Dick llamó a la puerta de Hetty. Esta se hallaba sentada ante el tocador maquillándose. Se volvió al oírle entrar. Tenía en su mano derecha, preparado como proyectil, un tarro de crema de Elizabeth Arden.
—¡Oh, eres tú! —dijo—. Si hubiera sido Johnny se lo hubiese tirado a la cabeza.
—Está dormido.
—¡Vaya con este hombre! Hace sólo una semana que nos hemos casado y ya empieza a lanzarme insultos.
—Yo, en tu lugar, no tomaría a Johnny demasiado en serio cuando ha bebido unas copas de más. Tendrías que haber oído algunas de las cosas que acaba de decirme. Pero cuando despierte no recordará ni una palabra.
Hetty empezó a hendir el aire con su espejo de mano.
—¡Ese chiste de mal gusto sobre las lágrimas en el caviar! —exclamó—. Sí, hemos comido caviar, ¿y qué? No hemos celebrado ningún carnaval, con confetti y sombreros de papel. ¡Oh, qué hombre! ¡Me dan ganas de abofetearle!
Dick se rio.
—Hetty, querida, ha sido un almuerzo delicioso, y en cuanto al caviar, Johnny ha sido el primero en repetir.
—¡Ah, sí! ¡Vaya cerdo!
—Lo dices porque estás furiosa.
—Es posible.
Ninguno de los dos habló durante unos minutos; mientras, Hetty continuó maquillándose; sostenía el espejo desde diversos ángulos, contemplándose solemnemente, y aplicándose la crema en el rostro con la otra mano.
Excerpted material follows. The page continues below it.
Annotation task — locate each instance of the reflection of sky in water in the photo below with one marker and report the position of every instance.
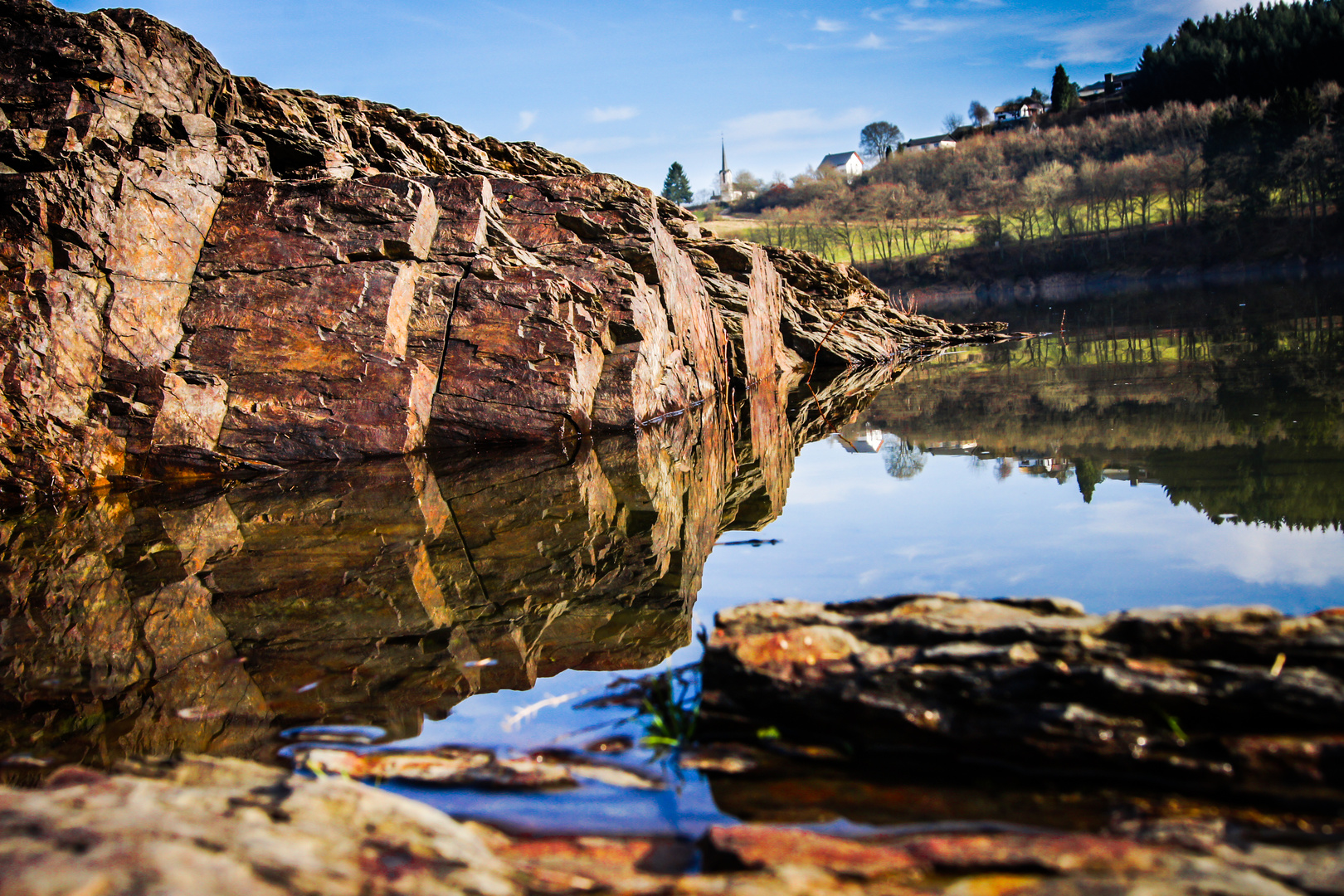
(851, 531)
Oyeron cómo recogía el camarero las cosas del almuerzo, en el salón, y cómo se llevaba después el carrito y cerraba la puerta tras de sí.
Hetty se levantó, se alisó la falda, y echó una mirada a su reloj de pulsera, de platino y brillantes. Se lo acercó a los labios y le dio un beso.
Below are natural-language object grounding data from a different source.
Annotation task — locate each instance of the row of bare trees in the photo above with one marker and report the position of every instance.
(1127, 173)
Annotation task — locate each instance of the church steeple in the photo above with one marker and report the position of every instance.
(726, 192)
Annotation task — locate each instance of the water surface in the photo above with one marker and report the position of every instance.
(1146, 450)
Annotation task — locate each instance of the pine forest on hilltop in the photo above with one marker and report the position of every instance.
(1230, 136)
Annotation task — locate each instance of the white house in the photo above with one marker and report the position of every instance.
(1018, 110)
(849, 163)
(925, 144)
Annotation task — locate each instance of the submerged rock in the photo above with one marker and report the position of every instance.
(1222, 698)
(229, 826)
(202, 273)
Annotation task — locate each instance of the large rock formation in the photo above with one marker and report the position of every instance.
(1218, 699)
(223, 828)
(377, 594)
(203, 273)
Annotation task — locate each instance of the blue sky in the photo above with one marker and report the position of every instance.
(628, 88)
—Creo que deberíamos llevarte al aeropuerto lo más rápidamente posible.
—Está bien, voy a despertar al viejo Johnny.
—El viejo Johnny ya está despierto —anunció Johnny desde el umbral, con una sonrisa—. Y se siente muy enfermo y muy desgraciado.
—Pues deja de sentirte desgraciado. Más vale que seas útil y preguntes si ha llegado el coche —replicó Hetty.
Sonó el teléfono.
—Ya ha debido llegar —dijo Johnny.
—Tomaré la precaución de salir por la puerta de atrás —anunció Dick—. Me recogéis al final de Oíd Park Lañe.
—Roger —musitó Johnny, tras descolgar el teléfono.
Diez minutos después estaban en camino hacia el aeropuerto de Londres, donde Johnny y Hetty contemplaron aliviados cómo despegaba el «Caravelle» de la Air France que Dick había tomado.
Al día siguiente, el superintendente Oxford ordenaba la detención de Richard Anthony Ian Blamey, acusado de asesinato.